# Cleaning my Engine Bay



## DBville (Sep 2, 2007)

Engine cleaners like that are getting harder to find as environmental regulations get tighter. It is possible that it is not made anymore, and the only ones left are old stock.


----------



## [email protected] (Feb 21, 2008)

p21 autowash is your friend.


----------



## frank325 (Dec 29, 2005)

Read about scrubbing bubbles on m5board.com, so i bought that to try.


----------



## noego (Feb 6, 2006)

frank325 said:


> Read about scrubbing bubbles on m5board.com, so i bought that to try.


too much! in a million years i wouldn't have thought of using scrubbing bubbles...and i've got several cans of the stuff. i'll stick with car wash soap though


----------



## dboy11 (Mar 6, 2006)

noego said:


> too much! in a million years i wouldn't have thought of using scrubbing bubbles...and i've got several cans of the stuff. i'll stick with car wash soap though


Scrubbing bubbles is nothing more than a cleaning agent would it work in the engine bay yes...but look at what its designed to clean and what you are using it on?

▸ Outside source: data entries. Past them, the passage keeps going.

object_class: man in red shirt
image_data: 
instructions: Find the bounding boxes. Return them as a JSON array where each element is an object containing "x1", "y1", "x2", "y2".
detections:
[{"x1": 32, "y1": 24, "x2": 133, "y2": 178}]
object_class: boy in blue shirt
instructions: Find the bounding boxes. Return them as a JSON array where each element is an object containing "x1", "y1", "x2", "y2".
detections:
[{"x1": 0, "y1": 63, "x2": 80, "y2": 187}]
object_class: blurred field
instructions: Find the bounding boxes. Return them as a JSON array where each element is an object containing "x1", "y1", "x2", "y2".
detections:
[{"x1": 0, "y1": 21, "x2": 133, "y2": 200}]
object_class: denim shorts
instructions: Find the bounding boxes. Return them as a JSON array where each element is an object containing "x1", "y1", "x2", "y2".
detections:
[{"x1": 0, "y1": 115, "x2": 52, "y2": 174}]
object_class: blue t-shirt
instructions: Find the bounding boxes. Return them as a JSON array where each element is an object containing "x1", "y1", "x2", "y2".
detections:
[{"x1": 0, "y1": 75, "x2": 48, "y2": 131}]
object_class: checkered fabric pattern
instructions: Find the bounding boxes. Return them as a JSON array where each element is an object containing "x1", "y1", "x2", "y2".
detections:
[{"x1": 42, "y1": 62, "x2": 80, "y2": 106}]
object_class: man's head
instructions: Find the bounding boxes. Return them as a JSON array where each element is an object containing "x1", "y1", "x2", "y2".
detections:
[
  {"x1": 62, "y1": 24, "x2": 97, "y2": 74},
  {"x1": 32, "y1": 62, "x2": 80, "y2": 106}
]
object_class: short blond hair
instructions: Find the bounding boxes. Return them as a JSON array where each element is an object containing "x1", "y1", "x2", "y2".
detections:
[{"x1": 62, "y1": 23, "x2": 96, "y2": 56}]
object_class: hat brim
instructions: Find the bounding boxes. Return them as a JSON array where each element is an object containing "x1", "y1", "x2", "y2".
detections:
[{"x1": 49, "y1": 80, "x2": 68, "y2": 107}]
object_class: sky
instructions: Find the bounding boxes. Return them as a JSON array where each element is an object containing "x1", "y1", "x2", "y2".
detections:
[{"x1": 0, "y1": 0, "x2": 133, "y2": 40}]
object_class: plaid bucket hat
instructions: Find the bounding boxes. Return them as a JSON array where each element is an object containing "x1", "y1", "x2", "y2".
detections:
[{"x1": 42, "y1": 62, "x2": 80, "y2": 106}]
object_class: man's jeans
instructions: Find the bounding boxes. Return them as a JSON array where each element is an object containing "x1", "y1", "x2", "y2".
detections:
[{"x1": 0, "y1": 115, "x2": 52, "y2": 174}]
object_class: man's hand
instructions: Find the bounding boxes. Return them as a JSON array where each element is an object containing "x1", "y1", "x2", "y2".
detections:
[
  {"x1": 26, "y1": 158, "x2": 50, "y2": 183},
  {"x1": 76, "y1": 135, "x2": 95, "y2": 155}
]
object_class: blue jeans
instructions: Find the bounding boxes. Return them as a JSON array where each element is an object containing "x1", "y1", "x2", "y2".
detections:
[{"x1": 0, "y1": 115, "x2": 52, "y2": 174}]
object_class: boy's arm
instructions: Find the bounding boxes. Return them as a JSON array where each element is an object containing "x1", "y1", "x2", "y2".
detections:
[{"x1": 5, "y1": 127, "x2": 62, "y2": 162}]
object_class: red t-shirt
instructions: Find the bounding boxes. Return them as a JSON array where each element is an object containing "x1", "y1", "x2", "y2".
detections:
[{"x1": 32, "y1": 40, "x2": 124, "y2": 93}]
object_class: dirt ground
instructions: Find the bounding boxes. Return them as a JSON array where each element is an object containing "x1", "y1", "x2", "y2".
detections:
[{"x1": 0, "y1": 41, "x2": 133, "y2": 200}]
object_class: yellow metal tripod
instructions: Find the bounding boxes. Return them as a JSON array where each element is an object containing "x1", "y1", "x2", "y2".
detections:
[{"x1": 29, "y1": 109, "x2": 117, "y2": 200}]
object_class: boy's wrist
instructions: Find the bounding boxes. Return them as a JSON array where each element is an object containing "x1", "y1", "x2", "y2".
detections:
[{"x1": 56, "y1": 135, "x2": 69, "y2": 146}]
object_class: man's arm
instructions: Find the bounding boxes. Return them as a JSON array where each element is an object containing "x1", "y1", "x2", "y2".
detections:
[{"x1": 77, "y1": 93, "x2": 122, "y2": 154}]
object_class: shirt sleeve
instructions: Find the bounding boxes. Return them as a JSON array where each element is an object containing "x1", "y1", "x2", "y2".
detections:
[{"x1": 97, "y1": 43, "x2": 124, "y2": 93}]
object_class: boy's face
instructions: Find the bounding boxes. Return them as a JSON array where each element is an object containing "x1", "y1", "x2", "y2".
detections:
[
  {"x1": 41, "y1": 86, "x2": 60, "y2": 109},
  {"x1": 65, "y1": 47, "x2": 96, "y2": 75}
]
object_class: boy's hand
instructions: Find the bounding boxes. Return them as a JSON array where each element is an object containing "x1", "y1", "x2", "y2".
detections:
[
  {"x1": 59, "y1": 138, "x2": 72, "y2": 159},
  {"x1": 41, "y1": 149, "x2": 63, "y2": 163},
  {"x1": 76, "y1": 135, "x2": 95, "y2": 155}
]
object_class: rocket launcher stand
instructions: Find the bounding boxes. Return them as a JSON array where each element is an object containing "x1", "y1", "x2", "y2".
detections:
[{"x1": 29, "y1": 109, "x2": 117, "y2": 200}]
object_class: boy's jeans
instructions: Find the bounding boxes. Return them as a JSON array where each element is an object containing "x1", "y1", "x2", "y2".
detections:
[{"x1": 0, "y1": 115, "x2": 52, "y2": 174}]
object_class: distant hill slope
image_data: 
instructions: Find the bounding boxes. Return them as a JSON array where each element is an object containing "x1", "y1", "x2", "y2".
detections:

In an engine bay you have to think about the rubber, plastic coated wiring, electronics, etc......My concern with using something like scrubbing bubbles is what will be the effect on these areas that I mentioned...in detailing you start with the least aggressive and work you way up the cleaning scale....The bubbles is a good cleaner, the wife uses it in the bathroom, but I'm with you staying with a decent diluted APC, or designated engine cleaner is the way I plan to go


----------



## noego (Feb 6, 2006)

thanks, dboy 11. words to live by...start with the least aggressive and go from there.


----------



## frank325 (Dec 29, 2005)

i went ahead and cleaned my engine bay today. didn't use the scrubbing bubbles, just hosed it down, spray and cleaned with simple green, and hosed off. i got a little scared at first when i hosed it down because below the engine some steam came up when the water got down there. i thought that odd considering the only driving i've done today is backing it out of my garage and into the drive way. but it looks cleaner than it did. nothing special, i did it pretty quickly.


----------